This document shows how to use the R package Rrunstruct to use R to conduct multiple structure runs based on the parameters chosen for any parameter set specified in the structure front-end. It goes hand in hand with the computer practical in the SISG MCMC course. Before you follow this document, you will want to have completed the first part of the computer practical and have done at least one run of structure using the front-end.

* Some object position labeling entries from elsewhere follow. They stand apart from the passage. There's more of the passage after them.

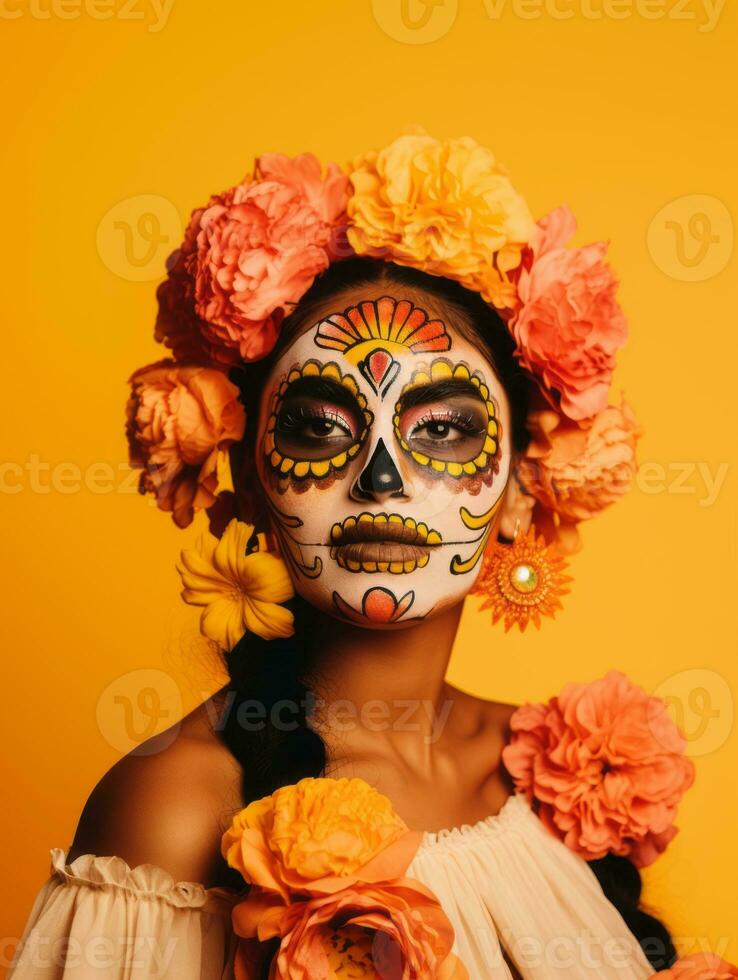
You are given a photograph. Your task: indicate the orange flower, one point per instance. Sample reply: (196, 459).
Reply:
(446, 207)
(576, 470)
(326, 861)
(395, 930)
(699, 966)
(605, 767)
(309, 830)
(180, 422)
(567, 323)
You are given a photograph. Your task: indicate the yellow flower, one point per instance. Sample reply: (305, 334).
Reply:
(241, 593)
(446, 207)
(313, 828)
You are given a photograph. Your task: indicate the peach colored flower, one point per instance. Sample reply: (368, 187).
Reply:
(326, 861)
(699, 966)
(578, 469)
(396, 928)
(180, 422)
(313, 828)
(445, 207)
(567, 322)
(258, 249)
(604, 765)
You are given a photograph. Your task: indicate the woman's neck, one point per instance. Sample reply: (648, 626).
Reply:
(385, 687)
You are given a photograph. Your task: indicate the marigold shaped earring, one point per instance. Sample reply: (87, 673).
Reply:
(522, 581)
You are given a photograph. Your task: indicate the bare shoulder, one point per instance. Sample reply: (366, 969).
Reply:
(166, 803)
(484, 718)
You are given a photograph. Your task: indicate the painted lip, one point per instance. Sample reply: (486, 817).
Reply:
(382, 543)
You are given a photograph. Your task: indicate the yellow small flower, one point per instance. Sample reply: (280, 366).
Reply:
(241, 593)
(313, 828)
(445, 207)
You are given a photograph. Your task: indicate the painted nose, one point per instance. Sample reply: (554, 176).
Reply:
(379, 478)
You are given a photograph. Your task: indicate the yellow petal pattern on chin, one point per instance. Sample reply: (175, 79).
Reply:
(240, 592)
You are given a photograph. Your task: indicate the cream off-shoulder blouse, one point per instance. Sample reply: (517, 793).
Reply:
(505, 883)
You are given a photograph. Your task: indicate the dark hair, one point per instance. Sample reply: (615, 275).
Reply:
(272, 674)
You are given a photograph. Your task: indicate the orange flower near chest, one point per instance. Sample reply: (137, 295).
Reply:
(326, 860)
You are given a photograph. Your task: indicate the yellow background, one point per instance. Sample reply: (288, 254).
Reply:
(618, 116)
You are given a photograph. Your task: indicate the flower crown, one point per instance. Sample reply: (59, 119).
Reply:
(444, 207)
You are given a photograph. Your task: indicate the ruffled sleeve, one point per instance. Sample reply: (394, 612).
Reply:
(99, 918)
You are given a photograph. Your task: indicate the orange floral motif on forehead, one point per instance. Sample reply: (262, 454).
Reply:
(395, 322)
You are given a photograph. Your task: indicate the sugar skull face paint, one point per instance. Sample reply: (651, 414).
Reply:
(383, 454)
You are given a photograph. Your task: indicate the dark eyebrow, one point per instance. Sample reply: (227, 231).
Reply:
(437, 391)
(311, 386)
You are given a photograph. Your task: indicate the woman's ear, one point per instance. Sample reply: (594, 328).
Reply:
(517, 505)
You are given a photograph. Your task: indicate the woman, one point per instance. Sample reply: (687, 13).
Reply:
(407, 379)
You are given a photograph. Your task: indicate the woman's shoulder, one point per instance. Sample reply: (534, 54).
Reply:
(166, 803)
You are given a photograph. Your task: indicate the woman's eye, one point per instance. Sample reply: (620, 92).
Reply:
(314, 431)
(456, 433)
(438, 430)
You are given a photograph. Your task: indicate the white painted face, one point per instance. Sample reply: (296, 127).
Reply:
(384, 451)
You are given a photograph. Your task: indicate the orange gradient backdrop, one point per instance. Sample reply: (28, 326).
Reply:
(115, 125)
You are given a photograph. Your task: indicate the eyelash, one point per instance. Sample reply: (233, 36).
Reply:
(293, 418)
(465, 423)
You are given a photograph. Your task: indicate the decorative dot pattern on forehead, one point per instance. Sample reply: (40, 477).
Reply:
(286, 465)
(396, 323)
(441, 369)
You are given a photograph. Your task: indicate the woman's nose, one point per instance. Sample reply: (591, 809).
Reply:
(380, 479)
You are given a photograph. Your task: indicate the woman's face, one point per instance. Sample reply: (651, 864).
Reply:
(383, 449)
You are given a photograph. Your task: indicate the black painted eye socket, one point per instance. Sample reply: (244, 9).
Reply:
(452, 430)
(317, 420)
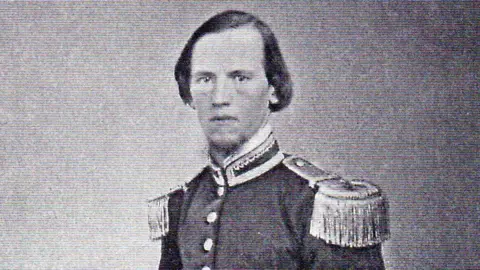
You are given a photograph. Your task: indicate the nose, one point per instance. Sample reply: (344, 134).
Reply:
(222, 93)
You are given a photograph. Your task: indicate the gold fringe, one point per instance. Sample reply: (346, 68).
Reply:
(349, 214)
(158, 217)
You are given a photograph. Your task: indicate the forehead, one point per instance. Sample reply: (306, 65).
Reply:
(234, 48)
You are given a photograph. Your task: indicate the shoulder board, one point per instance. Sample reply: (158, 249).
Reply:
(158, 214)
(347, 213)
(307, 170)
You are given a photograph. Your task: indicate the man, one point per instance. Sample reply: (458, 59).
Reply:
(254, 207)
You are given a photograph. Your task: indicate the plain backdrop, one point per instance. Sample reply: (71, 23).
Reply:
(91, 124)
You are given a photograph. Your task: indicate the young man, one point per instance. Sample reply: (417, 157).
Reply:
(254, 207)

The goal here is to see how to use some R tools to parse structure output to be able to quickly assess whether multiple runs of structure's MCMC algorithm give similar results. Along the way we will encounter a couple of challenges that arise, most notably the issue that the labels of the clusters may not be concordant across multiple structure runs. We might also take some time to look at some of the tools in today’s Hadley Wickham R ecosystem (dplyr, ggplot2, tidyr, stringr, etc.) that are helpful.
Before we can begin there is some setup you might have to do.
You will need to install the package Rrunstruct. Because the package includes the structure executable file, it is not available on CRAN, but can be installed from GitHub. Doing so requires the devtools package.
devtools::install_github("eriqande/Rrunstruct")
If that doesn’t work, it likely is because you need to get the devtools package and then try again:
install.packages("devtools")
devtools::install_github("eriqande/Rrunstruct")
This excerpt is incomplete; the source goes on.